A new study from the U.K. discovers surprising answers
Women’s mags—at least the ones that line supermarket check-out counters—seem obsessed with the euphoria-producing properties of sex and fine chocolates. Men’s mags seem focused on the latest coolest stuff that will make them desired by women and envied by men.
A new study suggests both men and women might be better off looking into…scrapbooking.
An Opinion Matters study surveyed 2,040 adults in the United Kingdom, and found that 80% of respondents “were happiest when reminiscing about old times with friends and family.”
Chocolate (at 17%) and “even sex (38%)” fell behind reminiscing (45%) in providing “a greater, more prolonged emotional boost.”
What events produced the happiest memories?
1. the birth of their children, 45%
2. a particular holiday, 32%
3. meeting their partner, 30%
4. Christmas, birthdays and other celebrations (% not given)
5. wedding day, just over 20%.
The least popular “favorite memory” was a job promotion, cited by only 4% of respondents. Singles seeking affirmation through climbing the institutional ladder perhaps?
The survey also asked about the type of reminiscing that gave the “biggest emotional lift,” and found that “looking through old photos of happy times” came in first, at 53%. Recalling the past in conversations with relatives gave the second highest emotional boost, at 36%. In third place (25%) was looking at photos of parents and grandparents.
The study’s sponsor, Richard Grant, released the findings today in conjunction with the launch of lifetile, a free online service he created that allows users to “securely build and organise the story of their life and share it, or parts of it, with the people who matter most.” He notes that:
Lifetile is a way to move forward from the shoebox of photos under the bed and the 10,000 random photos posted on our flickr accounts to build and share with loved ones a coherent story of our lives and those people and events most important to us.
Why would reminiscing about the past rank higher than current experiences, which would seem to be more vivid at least? There is evidence from neuroscience that our minds revise and embellish our memories, making them less factual and, perhaps, more happy (or more frightening) than the circumstances actually were.

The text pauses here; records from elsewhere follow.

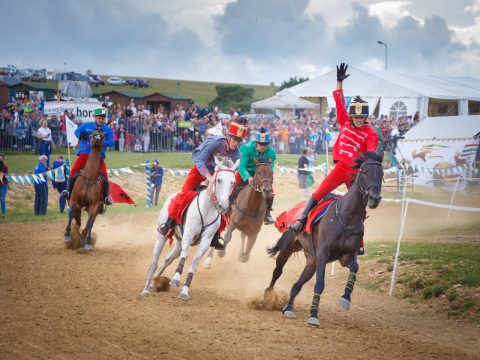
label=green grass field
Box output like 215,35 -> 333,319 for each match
46,75 -> 278,107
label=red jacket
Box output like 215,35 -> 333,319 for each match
332,90 -> 378,166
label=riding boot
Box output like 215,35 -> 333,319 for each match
60,178 -> 75,200
210,233 -> 225,250
263,196 -> 275,225
103,180 -> 113,205
157,217 -> 175,236
288,196 -> 318,234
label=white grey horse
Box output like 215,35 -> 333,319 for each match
141,158 -> 240,301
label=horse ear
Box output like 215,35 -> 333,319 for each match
232,159 -> 240,171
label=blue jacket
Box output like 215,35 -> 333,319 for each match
192,136 -> 242,176
34,161 -> 48,184
75,121 -> 115,159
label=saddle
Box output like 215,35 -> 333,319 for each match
275,193 -> 341,235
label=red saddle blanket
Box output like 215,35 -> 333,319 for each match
275,197 -> 338,235
109,181 -> 136,205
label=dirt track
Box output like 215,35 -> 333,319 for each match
0,207 -> 480,359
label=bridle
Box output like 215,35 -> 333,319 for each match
355,161 -> 384,201
248,163 -> 273,192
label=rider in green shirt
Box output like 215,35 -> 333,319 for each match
237,127 -> 277,225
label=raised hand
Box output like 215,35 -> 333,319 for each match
337,63 -> 350,82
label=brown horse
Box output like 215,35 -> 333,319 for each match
205,159 -> 273,268
64,128 -> 105,250
265,155 -> 383,327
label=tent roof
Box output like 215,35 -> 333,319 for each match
404,115 -> 480,141
288,67 -> 480,100
252,90 -> 320,109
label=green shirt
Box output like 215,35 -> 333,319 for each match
238,141 -> 277,182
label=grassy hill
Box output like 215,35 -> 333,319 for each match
92,75 -> 278,107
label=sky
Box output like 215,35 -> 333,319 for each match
0,0 -> 480,85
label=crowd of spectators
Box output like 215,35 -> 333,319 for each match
0,97 -> 419,155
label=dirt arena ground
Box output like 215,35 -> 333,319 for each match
0,198 -> 480,359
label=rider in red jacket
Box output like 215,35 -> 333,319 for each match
289,63 -> 378,255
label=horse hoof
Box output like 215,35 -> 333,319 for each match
283,310 -> 297,319
338,297 -> 350,310
170,279 -> 180,287
307,317 -> 320,327
178,292 -> 189,302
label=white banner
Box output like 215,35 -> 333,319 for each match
43,101 -> 102,123
65,116 -> 78,147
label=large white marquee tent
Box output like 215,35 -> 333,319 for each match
288,67 -> 480,119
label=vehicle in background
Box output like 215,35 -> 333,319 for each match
88,75 -> 105,86
30,69 -> 47,81
107,76 -> 125,86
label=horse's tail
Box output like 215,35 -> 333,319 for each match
267,230 -> 297,258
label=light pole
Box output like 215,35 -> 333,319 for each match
377,40 -> 388,71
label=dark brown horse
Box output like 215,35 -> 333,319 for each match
265,156 -> 383,327
205,159 -> 273,268
64,128 -> 105,250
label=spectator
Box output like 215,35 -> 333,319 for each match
297,149 -> 310,200
37,119 -> 54,167
0,154 -> 8,219
150,160 -> 163,206
34,155 -> 48,215
52,155 -> 67,213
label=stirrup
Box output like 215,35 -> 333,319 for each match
210,234 -> 225,250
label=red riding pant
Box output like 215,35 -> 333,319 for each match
70,154 -> 108,181
312,162 -> 358,202
168,166 -> 227,234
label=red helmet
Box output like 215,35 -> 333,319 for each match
227,118 -> 247,140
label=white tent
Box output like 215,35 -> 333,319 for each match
288,67 -> 480,118
396,115 -> 480,188
252,90 -> 320,118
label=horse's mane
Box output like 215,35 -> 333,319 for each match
353,151 -> 383,169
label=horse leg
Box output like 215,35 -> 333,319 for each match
203,248 -> 214,270
63,208 -> 74,244
170,229 -> 193,287
84,208 -> 97,250
218,225 -> 235,257
153,240 -> 182,279
178,233 -> 213,301
307,253 -> 327,327
282,251 -> 316,319
140,234 -> 167,297
338,256 -> 359,310
240,233 -> 258,263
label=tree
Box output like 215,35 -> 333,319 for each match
212,85 -> 255,111
278,76 -> 308,91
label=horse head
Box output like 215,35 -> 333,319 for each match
252,158 -> 273,198
209,157 -> 240,214
90,127 -> 105,148
355,151 -> 383,209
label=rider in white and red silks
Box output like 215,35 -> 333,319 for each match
158,118 -> 247,250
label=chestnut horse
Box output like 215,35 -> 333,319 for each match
64,128 -> 105,250
205,159 -> 273,269
265,155 -> 383,327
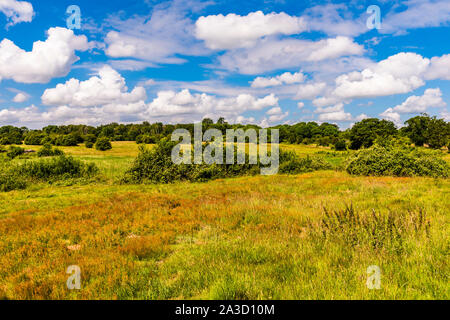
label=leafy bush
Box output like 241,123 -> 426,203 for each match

But I think the answer lies in the fact that chocolates and sexual intimacy (even with a beloved spouse) are not nearly enough to fulfill the longings of the human heart and certainly not for very long. Lasting happiness is found in self-giving, offering and receiving real love—the sacrificial kind where the best interests and needs of another (one hopes, many others) are put ahead of our own. Pope St. John Paul II has identified this as the very meaning of human life.
At the birth of their first child, I think that most parents find themselves overwhelmed by emotions they never before experienced—a love (there should be another word for it!) for the little creature they are now able to hold that is palpable. After the birth of my first grandchild, my daughter confided, "I never really understood how much you love me until now." And subsequent births recapture that joy in the bonding of family members.
As for those who recall vacation travel with the greatest happiness, don’t imagine that they were traveling alone. Have you ever gone to a movie alone? The pleasure is so little compared to sharing the experience with family or friends.